En l’absence de l’armée nationale, les forces onusiennes appuyées par les forces françaises contrôlaient plus de la moitié du territoire national, il y’ avait un semblant de liberté et la population des arrières pays vaquaient librement à leurs occupations. La transition qui normalement devrait expirer le 15 février 2015 avait été prolongée afin de créer les conditions d’une élection crédible, transparente, démocratique et acceptée de tous. Face à la volonté notoire des autorités de la transition de traîner le processus, l’ancien pays colonisateur adoubé par le voisin tchadien a imposé une élection à la hâte alors que les conditions d’une élection crédible n’étaient pas réunies…bref, le pays n’était pas prêt pour organiser une élection digne de ce nom.

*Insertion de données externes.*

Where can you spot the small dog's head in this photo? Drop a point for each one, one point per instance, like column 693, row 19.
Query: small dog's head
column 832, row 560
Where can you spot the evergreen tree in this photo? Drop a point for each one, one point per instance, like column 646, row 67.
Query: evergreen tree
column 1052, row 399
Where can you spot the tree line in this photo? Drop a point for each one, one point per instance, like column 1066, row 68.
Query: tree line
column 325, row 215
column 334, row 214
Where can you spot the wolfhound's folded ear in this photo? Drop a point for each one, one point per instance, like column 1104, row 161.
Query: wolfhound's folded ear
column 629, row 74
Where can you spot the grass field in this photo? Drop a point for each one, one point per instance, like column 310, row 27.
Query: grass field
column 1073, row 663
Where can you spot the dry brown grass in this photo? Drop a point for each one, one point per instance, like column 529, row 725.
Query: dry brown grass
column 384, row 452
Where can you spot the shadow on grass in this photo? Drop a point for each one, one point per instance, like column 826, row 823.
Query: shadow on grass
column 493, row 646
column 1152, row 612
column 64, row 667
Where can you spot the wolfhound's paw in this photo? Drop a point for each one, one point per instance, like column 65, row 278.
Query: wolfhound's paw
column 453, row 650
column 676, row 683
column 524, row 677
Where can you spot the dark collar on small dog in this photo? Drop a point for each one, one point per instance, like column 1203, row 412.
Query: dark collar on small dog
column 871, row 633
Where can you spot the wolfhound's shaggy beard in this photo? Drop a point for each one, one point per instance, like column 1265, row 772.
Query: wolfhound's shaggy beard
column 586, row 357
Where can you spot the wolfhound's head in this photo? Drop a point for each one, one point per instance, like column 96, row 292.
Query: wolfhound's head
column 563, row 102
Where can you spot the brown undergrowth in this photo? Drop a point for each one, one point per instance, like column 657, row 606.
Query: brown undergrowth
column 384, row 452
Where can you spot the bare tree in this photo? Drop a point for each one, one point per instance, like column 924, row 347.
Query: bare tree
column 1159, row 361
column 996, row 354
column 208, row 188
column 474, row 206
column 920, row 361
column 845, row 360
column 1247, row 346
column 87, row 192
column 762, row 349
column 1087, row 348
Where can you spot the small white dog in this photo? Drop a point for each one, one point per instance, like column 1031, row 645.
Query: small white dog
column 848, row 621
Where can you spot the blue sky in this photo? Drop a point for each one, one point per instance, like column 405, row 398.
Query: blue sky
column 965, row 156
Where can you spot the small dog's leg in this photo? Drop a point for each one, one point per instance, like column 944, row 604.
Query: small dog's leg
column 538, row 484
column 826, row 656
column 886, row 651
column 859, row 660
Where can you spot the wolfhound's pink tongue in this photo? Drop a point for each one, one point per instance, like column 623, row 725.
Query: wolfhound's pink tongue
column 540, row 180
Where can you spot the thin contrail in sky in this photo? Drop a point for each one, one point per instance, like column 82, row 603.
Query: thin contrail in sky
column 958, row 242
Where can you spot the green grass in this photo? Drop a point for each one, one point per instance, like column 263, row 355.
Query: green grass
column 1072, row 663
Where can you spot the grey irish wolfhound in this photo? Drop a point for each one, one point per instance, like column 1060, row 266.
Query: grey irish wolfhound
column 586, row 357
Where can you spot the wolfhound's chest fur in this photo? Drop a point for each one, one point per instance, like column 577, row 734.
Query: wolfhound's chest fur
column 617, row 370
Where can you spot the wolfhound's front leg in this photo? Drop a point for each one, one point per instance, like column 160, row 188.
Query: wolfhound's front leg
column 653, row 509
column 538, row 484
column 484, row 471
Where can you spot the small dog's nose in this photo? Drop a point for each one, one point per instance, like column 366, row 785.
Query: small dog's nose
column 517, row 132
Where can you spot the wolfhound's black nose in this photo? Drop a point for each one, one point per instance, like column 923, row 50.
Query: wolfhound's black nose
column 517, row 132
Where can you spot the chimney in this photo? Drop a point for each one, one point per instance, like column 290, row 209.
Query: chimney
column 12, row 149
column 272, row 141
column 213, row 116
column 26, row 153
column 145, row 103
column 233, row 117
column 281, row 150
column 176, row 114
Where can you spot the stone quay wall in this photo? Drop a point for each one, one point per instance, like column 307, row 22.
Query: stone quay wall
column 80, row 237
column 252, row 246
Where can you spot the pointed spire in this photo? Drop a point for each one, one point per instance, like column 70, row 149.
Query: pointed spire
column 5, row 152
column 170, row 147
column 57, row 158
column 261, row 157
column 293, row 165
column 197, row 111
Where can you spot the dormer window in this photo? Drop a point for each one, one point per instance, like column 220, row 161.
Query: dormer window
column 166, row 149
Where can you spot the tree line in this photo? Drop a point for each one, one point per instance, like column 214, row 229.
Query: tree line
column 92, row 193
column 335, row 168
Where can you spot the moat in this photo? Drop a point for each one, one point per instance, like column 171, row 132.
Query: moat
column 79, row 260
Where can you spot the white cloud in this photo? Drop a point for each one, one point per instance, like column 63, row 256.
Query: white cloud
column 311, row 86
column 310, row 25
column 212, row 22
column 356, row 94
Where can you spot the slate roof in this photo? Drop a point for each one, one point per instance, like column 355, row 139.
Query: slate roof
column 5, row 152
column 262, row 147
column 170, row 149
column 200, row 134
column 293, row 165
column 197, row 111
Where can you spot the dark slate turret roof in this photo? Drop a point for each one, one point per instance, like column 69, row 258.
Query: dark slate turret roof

La course au pouvoir ouverte est soutenue par tous ceux qui rêvaient au regard de l’accession facile de Samba-Panza, ce qui expliquait la trentaine de candidatures. Quelques mois après les élections, les violences se sont intensifiées, presque toutes les préfectures sont embrassées, le volet sécuritaire est totalement abandonné au gré de la MINUSCA qui lui aussi est dépassée, les groupes armés se sont multipliés et contrôlent les ressources naturelles du pays, le pillage des ressources naturelles avec la bénédiction des autorités révolte, les couches économiques et sociales fragilisées, la santé inexistante, l’éducation reflète les 3% de réussite au baccalauréat…les choses vont du mal au pire dans l’indifférence totale des nouvelles autorités.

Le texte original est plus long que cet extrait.